What the Church Has Done Right
Let me begin with honor. The modern church has fiercely
defended the truth that salvation is by grace through faith. You have
proclaimed the death, burial, and resurrection of Yeshua faithfully. You have
stood against works based righteousness. You have declared that no man earns
salvation by effort. You have carried the name of Jesus to the nations. For
this, I am grateful.
You have also upheld:
- The
authority of Scripture
- The
centrality of Messiah
- The
necessity of faith
- The
power of the Holy Spirit
These are not small things. But here is where the tension
begins.
Where We Have Drifted
In defending grace, many have unintentionally discarded
covenant obedience. In reacting to legalism, many have embraced lawlessness. In
separating ourselves from Judaism, we have separated ourselves from the very
Scriptures that defined Messiah. We have preached Romans and Galatians, but
neglected Deuteronomy and Jeremiah. We have quoted Paul, but overlooked Moses. We
have emphasized “freedom”, while quietly redefining obedience. And somewhere
along the way, the Law of God, His Torah, became something optional, obsolete, or even
dangerous. But Scripture never says God’s instructions were a mistake.
The Torah Was Never the Enemy
The Torah was not given for salvation. It was given to a
redeemed people. Israel was saved from Egypt before Sinai. Obedience followed
redemption. The Law revealed sin. It revealed how to love God.
It revealed how to live as His covenant people. When Israel abandoned it, they
were scattered. The prophets did not call them to “believe differently.” They
called them back to Torah. Over and over again.

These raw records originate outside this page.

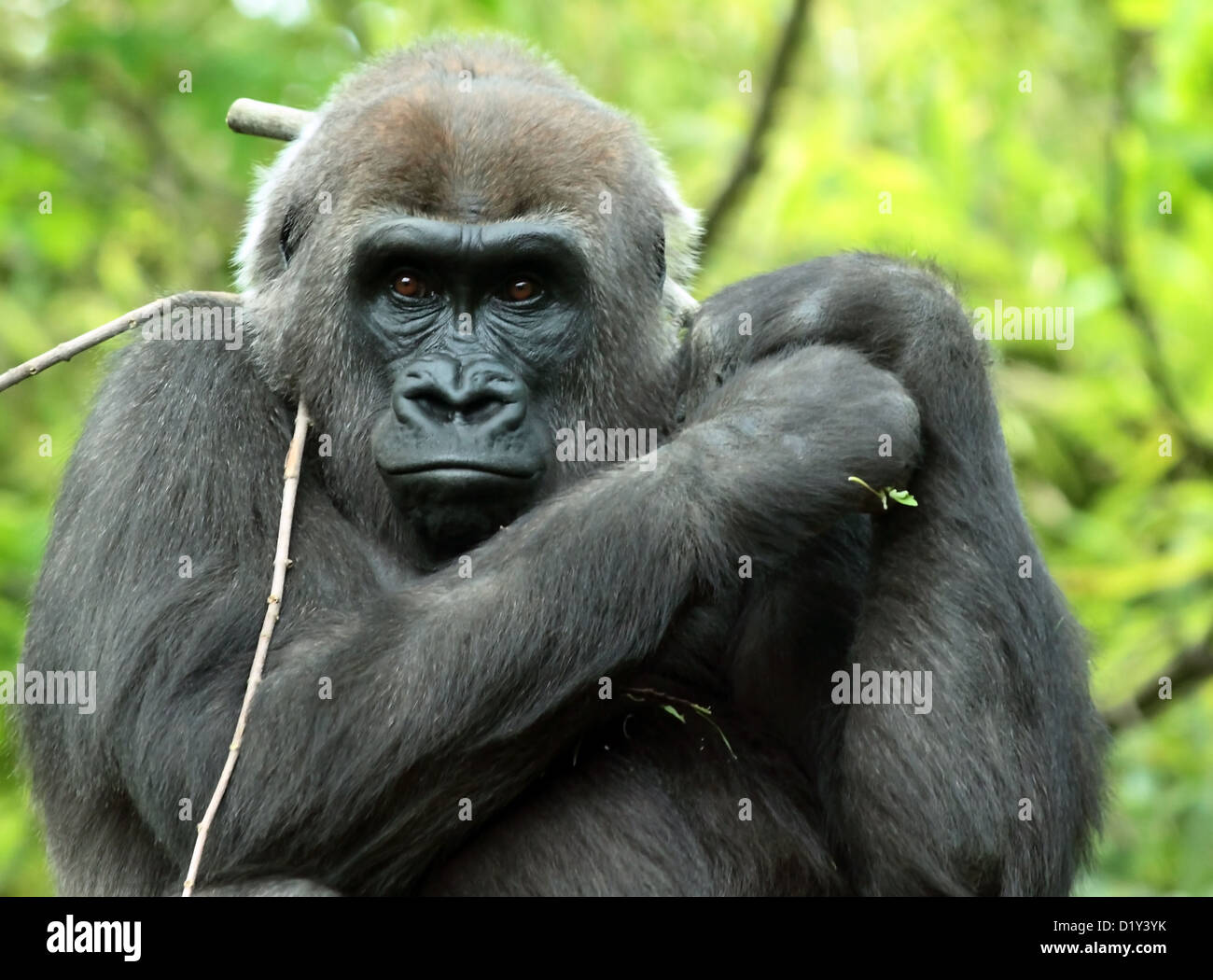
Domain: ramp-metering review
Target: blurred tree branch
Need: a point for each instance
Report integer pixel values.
(1187, 671)
(750, 159)
(1197, 452)
(1192, 666)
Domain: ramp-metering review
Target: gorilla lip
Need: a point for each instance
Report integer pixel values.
(462, 467)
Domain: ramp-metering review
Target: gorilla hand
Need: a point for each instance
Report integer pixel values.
(779, 441)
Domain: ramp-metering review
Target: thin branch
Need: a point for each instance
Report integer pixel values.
(254, 118)
(1187, 671)
(750, 161)
(290, 484)
(68, 349)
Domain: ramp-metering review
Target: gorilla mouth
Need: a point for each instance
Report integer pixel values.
(457, 469)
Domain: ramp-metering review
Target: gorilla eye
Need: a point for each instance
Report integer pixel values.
(521, 290)
(411, 286)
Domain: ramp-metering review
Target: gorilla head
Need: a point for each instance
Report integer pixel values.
(461, 254)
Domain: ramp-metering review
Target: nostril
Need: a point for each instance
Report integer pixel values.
(481, 409)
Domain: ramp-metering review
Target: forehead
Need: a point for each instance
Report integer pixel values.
(496, 150)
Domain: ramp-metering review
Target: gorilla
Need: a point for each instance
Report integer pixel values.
(583, 599)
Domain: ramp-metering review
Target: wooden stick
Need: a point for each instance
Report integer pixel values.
(68, 349)
(290, 484)
(266, 119)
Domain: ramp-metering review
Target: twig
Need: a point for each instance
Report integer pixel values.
(703, 711)
(266, 119)
(290, 484)
(68, 349)
(1187, 671)
(750, 159)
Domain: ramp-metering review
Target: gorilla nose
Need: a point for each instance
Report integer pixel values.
(441, 391)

The New Covenant Was Not a Reversal, It Was an
Internalization
Jeremiah 31 says: “I will put My law in their minds and
write it on their hearts.”
It does not say: “I will abolish My law.”
It says the location changes, from stone to heart. The High
Priest changes, from Levi to Messiah. But nowhere does God say His definition
of sin changes. Nowhere does He say obedience no longer matters. Nowhere does
He say love is detached from commandment.
Yeshua Himself said: “If you love Me, keep My commandments.”
Not reinterpret them. Not replace them. Keep them.
The Mystery We Overlooked
The Gospel is not merely individual forgiveness. It is
covenant restoration. The House of Israel was scattered among the nations. The
prophets declared they would return. Yeshua said He came for the lost sheep of
the House of Israel. Paul spoke of the mystery of the Gospel. The mystery was
not that God loves people. The mystery was how God could restore a divorced,
scattered people without violating His own Law. Messiah’s death resolves that
covenant dilemma. The story is bigger than we were taught.
Where the Modern Church Has Gone Wrong
We have reduced the Gospel to personal afterlife security. We
have separated faith from obedience. We have labeled Torah “bondage” without
wrestling with covenant context. We have dismissed feast days, Sabbaths, and
dietary distinctions as irrelevant, without asking whether God ever said they
stopped mattering. We have taught believers that the Old Testament is “for
history,” while the New Testament is “for living.” But the apostles only had
the Old Testament. They reasoned from it. They taught from it. They proved
Messiah from it.
When Paul said: “Do we then make void the law through faith?
God forbid: yea, we establish the law.”
We rarely pause on that.
This Is Not About Legalism
Let me be clear. Obedience does not save. Circumcision does
not save. Feast days do not save. Dietary laws do not save. Messiah saves. But
obedience reveals love. Torah defines sin. If we remove Torah from the
conversation, we lose our vocabulary for righteousness.
A Plea for Reconsideration
Church, I am not asking you to abandon grace. I am asking
you to recover covenant continuity. I am not asking you to earn salvation. I am
asking you to reconsider what obedience looks like. I am not asking you to
become Jewish. I am asking you to stop dismissing the instructions of the God
you claim to love. The prophets never urged Israel away from Torah. They urged
them back to it. And the New Covenant promise was not new morality. It was
internalized covenant fidelity.
A Final Word
If we truly believe:
- God
does not change
- Sin is
defined by Him
- Love
equals obedience
- The
Spirit writes His law on our hearts
Then we must ask ourselves: Have we abandoned what He wrote?
This letter is not condemnation.
It is an invitation. Let us return, not to legalism, but to
loving God the way He defined love. Let us stop reacting to church history and
return to the whole counsel of God.
Grace and peace to all who seek truth.